Pension funding status adjustments resulted in an increase in the net liability of $161 million (December 31, 2009 - $155 million) for the underfunded status of the plans, a decrease in future tax liability of $53 million (December 31, 2009 - $52 million) and an increase in accumulated other comprehensive loss of $106 million (December 31, 2009 - $103 million) at September 30, 2010.
The Company estimates that approximately $15 million related to pension and OPEB plans at September 30, 2010 will be reclassified into earnings in the next twelve months.
7. Accounting for Joint Ventures
Canadian GAAP requires that investments in joint ventures are proportionately consolidated.

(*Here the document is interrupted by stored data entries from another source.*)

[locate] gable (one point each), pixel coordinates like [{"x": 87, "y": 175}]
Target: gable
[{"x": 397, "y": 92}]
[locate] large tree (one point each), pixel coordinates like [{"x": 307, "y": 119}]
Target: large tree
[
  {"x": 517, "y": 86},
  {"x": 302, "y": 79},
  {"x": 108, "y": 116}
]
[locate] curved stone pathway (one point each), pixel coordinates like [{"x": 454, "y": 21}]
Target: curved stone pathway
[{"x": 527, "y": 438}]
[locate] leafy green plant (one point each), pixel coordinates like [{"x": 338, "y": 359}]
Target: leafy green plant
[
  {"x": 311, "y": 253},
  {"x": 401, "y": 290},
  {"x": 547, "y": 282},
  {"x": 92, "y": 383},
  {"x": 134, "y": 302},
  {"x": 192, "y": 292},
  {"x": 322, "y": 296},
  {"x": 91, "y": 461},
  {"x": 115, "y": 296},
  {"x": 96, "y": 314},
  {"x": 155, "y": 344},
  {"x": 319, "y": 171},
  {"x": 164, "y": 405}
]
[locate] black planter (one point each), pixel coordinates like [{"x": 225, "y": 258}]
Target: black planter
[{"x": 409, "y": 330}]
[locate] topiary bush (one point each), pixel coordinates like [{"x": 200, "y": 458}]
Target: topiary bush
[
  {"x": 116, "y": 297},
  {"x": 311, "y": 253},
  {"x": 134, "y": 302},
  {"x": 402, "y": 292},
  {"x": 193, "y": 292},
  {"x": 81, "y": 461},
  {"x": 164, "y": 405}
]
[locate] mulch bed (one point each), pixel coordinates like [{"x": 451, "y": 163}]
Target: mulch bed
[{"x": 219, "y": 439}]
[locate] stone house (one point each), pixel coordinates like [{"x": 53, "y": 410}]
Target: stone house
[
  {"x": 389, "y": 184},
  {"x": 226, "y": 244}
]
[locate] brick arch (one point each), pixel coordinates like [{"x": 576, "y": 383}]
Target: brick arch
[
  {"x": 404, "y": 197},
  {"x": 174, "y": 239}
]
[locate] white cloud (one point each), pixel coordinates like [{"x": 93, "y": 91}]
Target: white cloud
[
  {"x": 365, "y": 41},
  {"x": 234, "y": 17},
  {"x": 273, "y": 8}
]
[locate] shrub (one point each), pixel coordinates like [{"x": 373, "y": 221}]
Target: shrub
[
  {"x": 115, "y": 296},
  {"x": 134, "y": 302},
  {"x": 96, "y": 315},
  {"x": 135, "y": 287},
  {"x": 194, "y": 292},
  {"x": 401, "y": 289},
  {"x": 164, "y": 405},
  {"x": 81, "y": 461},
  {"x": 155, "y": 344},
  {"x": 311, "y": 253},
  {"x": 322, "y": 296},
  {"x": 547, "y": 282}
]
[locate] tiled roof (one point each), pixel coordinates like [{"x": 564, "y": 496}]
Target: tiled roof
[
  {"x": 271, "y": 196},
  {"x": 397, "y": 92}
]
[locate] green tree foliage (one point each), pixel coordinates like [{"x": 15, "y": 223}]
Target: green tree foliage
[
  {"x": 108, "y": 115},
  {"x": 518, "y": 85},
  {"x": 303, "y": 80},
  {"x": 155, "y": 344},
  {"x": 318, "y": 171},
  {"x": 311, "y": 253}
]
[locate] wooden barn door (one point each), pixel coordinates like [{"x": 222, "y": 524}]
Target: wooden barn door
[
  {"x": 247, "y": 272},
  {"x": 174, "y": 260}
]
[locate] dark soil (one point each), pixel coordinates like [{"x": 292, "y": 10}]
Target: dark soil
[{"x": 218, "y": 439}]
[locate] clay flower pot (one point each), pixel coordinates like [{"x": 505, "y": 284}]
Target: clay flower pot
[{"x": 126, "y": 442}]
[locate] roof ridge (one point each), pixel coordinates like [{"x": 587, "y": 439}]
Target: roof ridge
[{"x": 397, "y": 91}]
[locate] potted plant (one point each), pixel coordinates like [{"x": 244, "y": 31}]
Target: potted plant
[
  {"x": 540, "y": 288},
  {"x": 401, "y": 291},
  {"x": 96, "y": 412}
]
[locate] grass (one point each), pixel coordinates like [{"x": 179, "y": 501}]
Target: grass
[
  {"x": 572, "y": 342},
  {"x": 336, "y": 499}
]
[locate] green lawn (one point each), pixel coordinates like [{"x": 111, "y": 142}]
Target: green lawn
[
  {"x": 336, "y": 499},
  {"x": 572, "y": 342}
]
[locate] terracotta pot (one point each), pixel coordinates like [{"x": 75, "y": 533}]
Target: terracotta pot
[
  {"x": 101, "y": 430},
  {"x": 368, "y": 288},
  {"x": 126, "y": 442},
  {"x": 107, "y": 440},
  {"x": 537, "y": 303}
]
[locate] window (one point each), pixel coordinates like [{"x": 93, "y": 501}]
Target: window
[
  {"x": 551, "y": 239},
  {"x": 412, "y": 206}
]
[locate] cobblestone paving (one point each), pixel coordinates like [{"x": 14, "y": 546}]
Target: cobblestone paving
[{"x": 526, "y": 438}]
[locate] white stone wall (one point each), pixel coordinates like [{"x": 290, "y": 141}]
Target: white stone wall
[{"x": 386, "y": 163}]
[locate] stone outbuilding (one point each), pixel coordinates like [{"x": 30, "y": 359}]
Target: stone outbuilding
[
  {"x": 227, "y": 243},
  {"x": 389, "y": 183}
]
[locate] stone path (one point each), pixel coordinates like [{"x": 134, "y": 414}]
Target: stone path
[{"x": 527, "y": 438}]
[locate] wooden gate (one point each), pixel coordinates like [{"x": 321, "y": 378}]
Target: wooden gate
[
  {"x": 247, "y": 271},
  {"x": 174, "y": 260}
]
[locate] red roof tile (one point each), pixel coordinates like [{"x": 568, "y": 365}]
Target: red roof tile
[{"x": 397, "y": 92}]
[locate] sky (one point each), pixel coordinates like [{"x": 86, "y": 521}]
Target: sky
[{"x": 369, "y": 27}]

U.S. GAAP requires the Companys investments in joint ventures to be accounted for using the equity method. However, under an accommodation of the United States Securities and Exchange Commission, accounting for jointly controlled investments need not be reconciled from Canadian to U.S. GAAP if the joint venture is jointly controlled by all parties having an equity interest in the entity. Joint ventures in which all owners do not share joint control are reconciled to U.S. GAAP. The different accounting treatment affects only presentation and classification and not earnings or shareholders equity.
8. Transaction Costs
Under Canadian GAAP transaction costs arising from the issuance of debt are recorded in Long-Term Debt. For U.S. GAAP, these costs are reclassified to Deferred Amounts and Other Assets. As at September 30, 2010, $90 million (December 31, 2009 - $98 million) of transaction costs were reclassified.